Objectives: To compare performance of different lipid measures for CHD prediction using discrimination and calibration characteristics and reclassification of risk categories; to assess incremental utility of apolipoproteins over traditional lipids for CHD prediction.
Design, setting, and participants: Population-based, prospective cohort from, Framingham, Massachusetts. We evaluated serum total cholesterol, high-density lipoprotein cholesterol (HDL-C), low-density lipoprotein cholesterol (LDL-C), non-HDL-C, apolipoprotein (apo) A-I and apo B, and 3 lipid ratios (total cholesterol:HDL-C, LDL-C:HDL-C, and apo B:apo A-I) in 3322 middle-aged white participants who attended the fourth offspring examination cycle (1987-1991) and were without cardiovascular disease. Fifty-three percent of the participants were women.
Main outcome measure: Incidence of first CHD event (recognized or unrecognized myocardial infarction, angina pectoris, coronary insufficiency, or coronary heart disease death).

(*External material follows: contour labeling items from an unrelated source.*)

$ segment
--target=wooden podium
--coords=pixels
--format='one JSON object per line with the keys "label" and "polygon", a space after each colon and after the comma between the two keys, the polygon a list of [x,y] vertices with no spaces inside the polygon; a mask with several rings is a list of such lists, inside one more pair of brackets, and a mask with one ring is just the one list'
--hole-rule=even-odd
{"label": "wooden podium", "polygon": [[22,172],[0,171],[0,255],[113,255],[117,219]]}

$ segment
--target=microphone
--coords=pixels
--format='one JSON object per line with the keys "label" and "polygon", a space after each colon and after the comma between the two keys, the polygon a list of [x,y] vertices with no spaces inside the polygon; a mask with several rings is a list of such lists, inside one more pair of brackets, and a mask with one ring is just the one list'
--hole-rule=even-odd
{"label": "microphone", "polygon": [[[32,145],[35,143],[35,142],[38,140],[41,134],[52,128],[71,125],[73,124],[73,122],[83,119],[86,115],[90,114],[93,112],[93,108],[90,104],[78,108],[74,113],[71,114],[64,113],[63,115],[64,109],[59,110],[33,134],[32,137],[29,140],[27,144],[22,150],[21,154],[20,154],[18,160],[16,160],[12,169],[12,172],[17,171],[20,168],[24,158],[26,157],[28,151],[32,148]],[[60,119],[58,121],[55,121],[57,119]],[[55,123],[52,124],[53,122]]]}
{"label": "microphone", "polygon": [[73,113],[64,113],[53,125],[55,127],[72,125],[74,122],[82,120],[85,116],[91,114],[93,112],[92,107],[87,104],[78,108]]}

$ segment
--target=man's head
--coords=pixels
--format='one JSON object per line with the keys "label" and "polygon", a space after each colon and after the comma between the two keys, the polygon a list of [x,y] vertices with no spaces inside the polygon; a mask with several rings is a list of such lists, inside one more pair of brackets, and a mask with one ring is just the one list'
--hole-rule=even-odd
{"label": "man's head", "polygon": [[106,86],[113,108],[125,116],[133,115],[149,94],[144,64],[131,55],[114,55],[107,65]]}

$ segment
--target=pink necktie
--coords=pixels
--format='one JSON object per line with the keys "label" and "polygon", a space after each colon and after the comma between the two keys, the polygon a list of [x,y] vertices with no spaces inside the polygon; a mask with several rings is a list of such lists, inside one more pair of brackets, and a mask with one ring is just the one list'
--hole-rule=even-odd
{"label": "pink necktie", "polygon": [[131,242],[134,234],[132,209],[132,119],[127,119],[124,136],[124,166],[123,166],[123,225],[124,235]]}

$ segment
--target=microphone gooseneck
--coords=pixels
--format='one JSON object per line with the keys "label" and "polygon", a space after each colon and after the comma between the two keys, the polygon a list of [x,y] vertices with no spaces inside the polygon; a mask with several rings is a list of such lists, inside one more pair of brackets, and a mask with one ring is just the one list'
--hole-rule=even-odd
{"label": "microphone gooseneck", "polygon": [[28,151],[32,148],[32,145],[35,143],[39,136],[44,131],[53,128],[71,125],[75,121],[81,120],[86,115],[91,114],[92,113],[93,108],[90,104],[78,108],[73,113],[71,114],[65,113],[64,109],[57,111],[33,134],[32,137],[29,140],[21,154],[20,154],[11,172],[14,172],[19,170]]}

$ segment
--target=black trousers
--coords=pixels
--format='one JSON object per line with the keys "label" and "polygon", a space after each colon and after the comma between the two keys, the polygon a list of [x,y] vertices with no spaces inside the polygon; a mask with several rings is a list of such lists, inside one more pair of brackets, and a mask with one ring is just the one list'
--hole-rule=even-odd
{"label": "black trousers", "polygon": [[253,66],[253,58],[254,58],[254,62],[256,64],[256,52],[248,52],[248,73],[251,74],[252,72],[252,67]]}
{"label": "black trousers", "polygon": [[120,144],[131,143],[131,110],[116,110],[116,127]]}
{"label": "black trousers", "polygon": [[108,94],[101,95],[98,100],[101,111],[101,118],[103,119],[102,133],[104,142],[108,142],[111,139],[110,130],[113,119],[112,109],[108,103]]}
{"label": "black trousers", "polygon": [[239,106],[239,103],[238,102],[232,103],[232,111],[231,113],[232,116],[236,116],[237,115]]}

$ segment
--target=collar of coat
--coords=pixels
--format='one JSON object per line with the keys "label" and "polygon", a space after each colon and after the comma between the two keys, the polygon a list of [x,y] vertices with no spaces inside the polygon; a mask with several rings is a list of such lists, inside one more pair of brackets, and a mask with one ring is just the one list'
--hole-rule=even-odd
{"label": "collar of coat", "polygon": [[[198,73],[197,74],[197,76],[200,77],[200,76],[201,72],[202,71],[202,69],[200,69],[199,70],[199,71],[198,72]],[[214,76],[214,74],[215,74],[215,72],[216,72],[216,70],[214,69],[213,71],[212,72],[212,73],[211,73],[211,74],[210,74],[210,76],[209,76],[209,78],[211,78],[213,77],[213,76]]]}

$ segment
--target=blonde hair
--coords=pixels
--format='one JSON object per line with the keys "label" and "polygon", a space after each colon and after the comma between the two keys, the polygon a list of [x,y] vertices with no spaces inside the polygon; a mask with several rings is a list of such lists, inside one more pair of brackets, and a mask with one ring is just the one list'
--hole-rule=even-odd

Results: After a median follow-up of 15.0 years, 291 participants, 198 of whom were men, developed CHD. In multivariate models adjusting for nonlipid risk factors, the apo B:apo A-I ratio predicted CHD (hazard ratio [HR] per SD increment, 1.39; 95% confidence interval [CI], 1.23-1.58 in men and HR, 1.40; 95% CI, 1.16-1.67 in women), but risk ratios were similar for total cholesterol:HDL-C (HR, 1.39; 95% CI, 1.22-1.58 in men and HR, 1.39; 95% CI, 1.17-1.66 in women) and for LDL-C:HDL-C (HR, 1.35; 95% CI, 1.18-1.54 in men and HR, 1.36; 95% CI 1.14-1.63 in women). In both sexes, models using the apo B:apo A-I ratio demonstrated performance characteristics comparable with but not better than that for other lipid ratios. The apo B:apo A-I ratio did not predict CHD risk in a model containing all components of the Framingham risk score including total cholesterol:HDL-C (P = .12 in men; P = .58 in women).
Conclusions: In this large, population-based cohort, the overall performance of apo B:apo A-I ratio for prediction of CHD was comparable with that of traditional lipid ratios but did not offer incremental utility over total cholesterol:HDL-C. These data do not support measurement of apo B or apo A-I in clinical practice when total cholesterol and HDL-C measurements are available.